Led by Dr Gareth Wallis, Associate Professor in Exercise Metabolism, the three-year project sees SportEx researchers working with the US Army Research Institute of Environmental Medicine (USARIEM) to develop nutrition strategies to combat this drop in effective conversion of carbohydrates during the body’s exposure to extreme environments.

This is a particular problem for military personnel deployed in areas of extreme temperature, as the heat places even more demands on the body’s existing carbohydrate reserves – making the capacity to use carbohydrate fed during exercise even more important.

“Heat impairs the body’s ability to use carbohydrates – whether they come from ration packs, performance drinks or energy bars; ironically, these are often the moments when fatigue is setting in and the need for an energy boost from carbohydrates is greatest,” explains Dr Wallis.

“Our research will explore the physiological mechanisms behind this. One hypothesis that we will be testing is that the body’s ability to absorb carbohydrates is linked to blood flow in the intestine. Extreme temperatures prompting movement of blood away from this part of the body to cool the skin could account for reduced energy drawn from consumed carbohydrates.”

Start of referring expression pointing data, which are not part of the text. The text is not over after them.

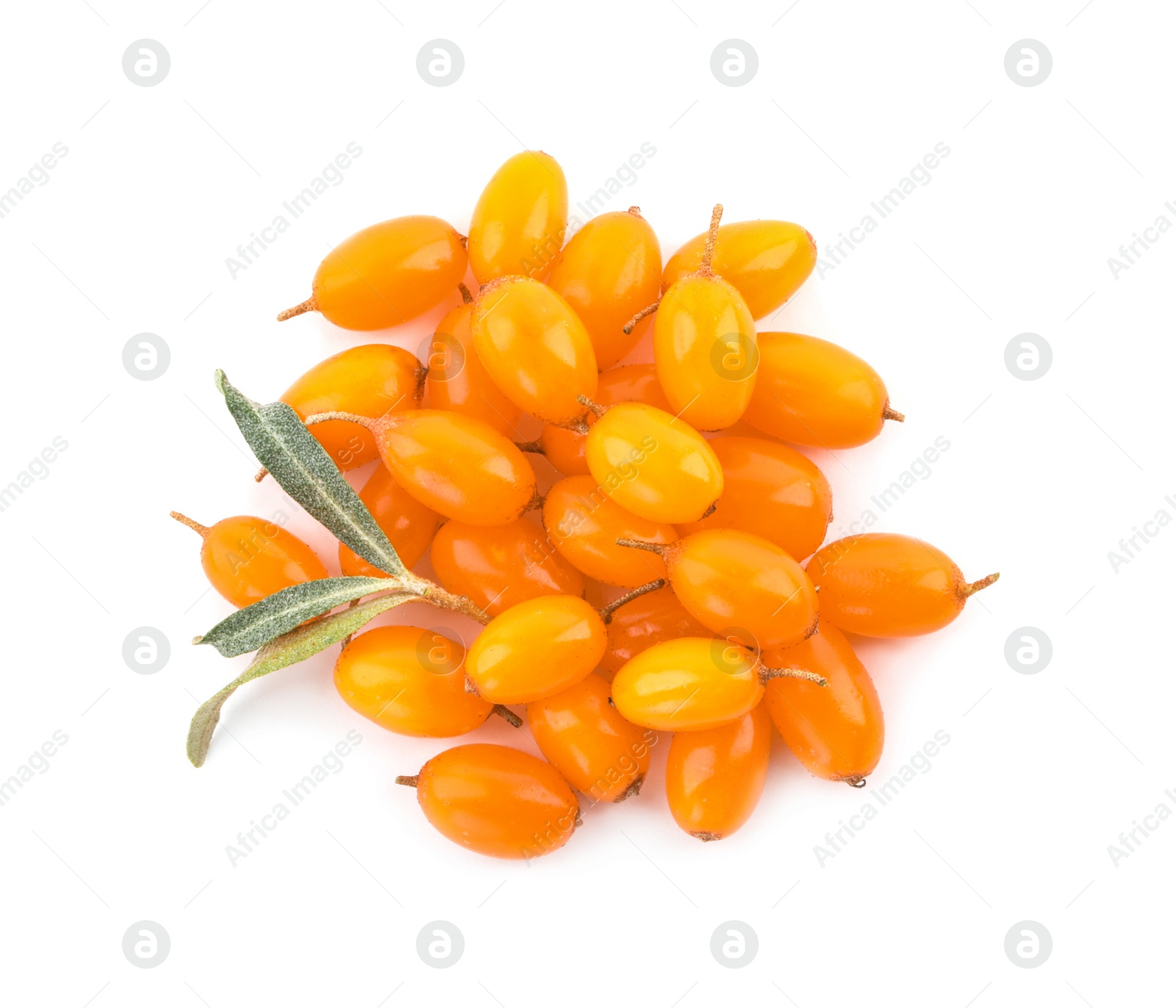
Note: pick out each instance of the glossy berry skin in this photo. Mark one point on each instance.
(534, 348)
(390, 273)
(705, 347)
(411, 682)
(247, 559)
(766, 261)
(599, 753)
(633, 384)
(501, 565)
(835, 731)
(770, 490)
(584, 523)
(456, 380)
(740, 584)
(498, 802)
(456, 466)
(881, 584)
(407, 523)
(609, 272)
(641, 624)
(535, 649)
(815, 392)
(519, 221)
(370, 381)
(688, 685)
(652, 464)
(714, 778)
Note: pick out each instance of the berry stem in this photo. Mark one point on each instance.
(606, 612)
(309, 304)
(975, 586)
(184, 519)
(709, 249)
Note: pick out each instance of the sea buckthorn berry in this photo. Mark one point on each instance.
(520, 219)
(766, 261)
(584, 523)
(770, 490)
(740, 584)
(881, 584)
(386, 274)
(407, 523)
(599, 752)
(458, 381)
(653, 464)
(609, 272)
(499, 566)
(411, 682)
(370, 381)
(815, 392)
(497, 800)
(714, 778)
(634, 384)
(645, 622)
(691, 684)
(705, 345)
(534, 348)
(535, 649)
(247, 559)
(836, 732)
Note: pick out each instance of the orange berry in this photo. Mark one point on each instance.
(880, 584)
(247, 559)
(770, 490)
(411, 682)
(645, 622)
(714, 778)
(836, 732)
(520, 219)
(609, 272)
(534, 348)
(766, 261)
(407, 523)
(634, 384)
(458, 381)
(495, 800)
(456, 466)
(815, 392)
(584, 523)
(535, 649)
(498, 566)
(386, 274)
(589, 743)
(653, 464)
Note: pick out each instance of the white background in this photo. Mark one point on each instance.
(1042, 478)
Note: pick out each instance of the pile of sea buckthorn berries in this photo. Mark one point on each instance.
(721, 631)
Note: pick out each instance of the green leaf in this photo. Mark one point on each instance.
(248, 629)
(303, 468)
(286, 650)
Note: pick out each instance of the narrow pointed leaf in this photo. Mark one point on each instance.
(256, 625)
(287, 650)
(303, 468)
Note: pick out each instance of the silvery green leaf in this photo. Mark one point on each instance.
(286, 650)
(248, 629)
(303, 468)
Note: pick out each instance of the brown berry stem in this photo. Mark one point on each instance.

The research team will also explore the benefits of heat acclimatisation techniques on how the body assimilates carbohydrates in high temperatures. Using SportEx acclimatisation chambers on the Birmingham campus, a volunteer cohort of around 20 amateur athletes will undergo a nine-day heat acclimatisation programme.

Testing will run over two-and-a-half years with heat acclimatisation taking place in winter and spring in order to give the most accurate measure of its impact. Heat, humidity and oxygenation can be varied in the chambers, as researchers measure breath, blood, muscle samples and more to pull together a comprehensive physiological profile of the athletes’ progress.

“We’re looking forward to tackling the research challenge that lies ahead, as the findings of our research could have implications for people in occupations that can require strenuous physical effort in hot conditions such as military personnel, firefighters and athletes,” comments Dr Wallis.

“Indeed, it’s not inconceivable that our research could one day provide further help to vulnerable workers such as the sugarcane cutters of Central America in maintaining their productivity whilst protecting their health.”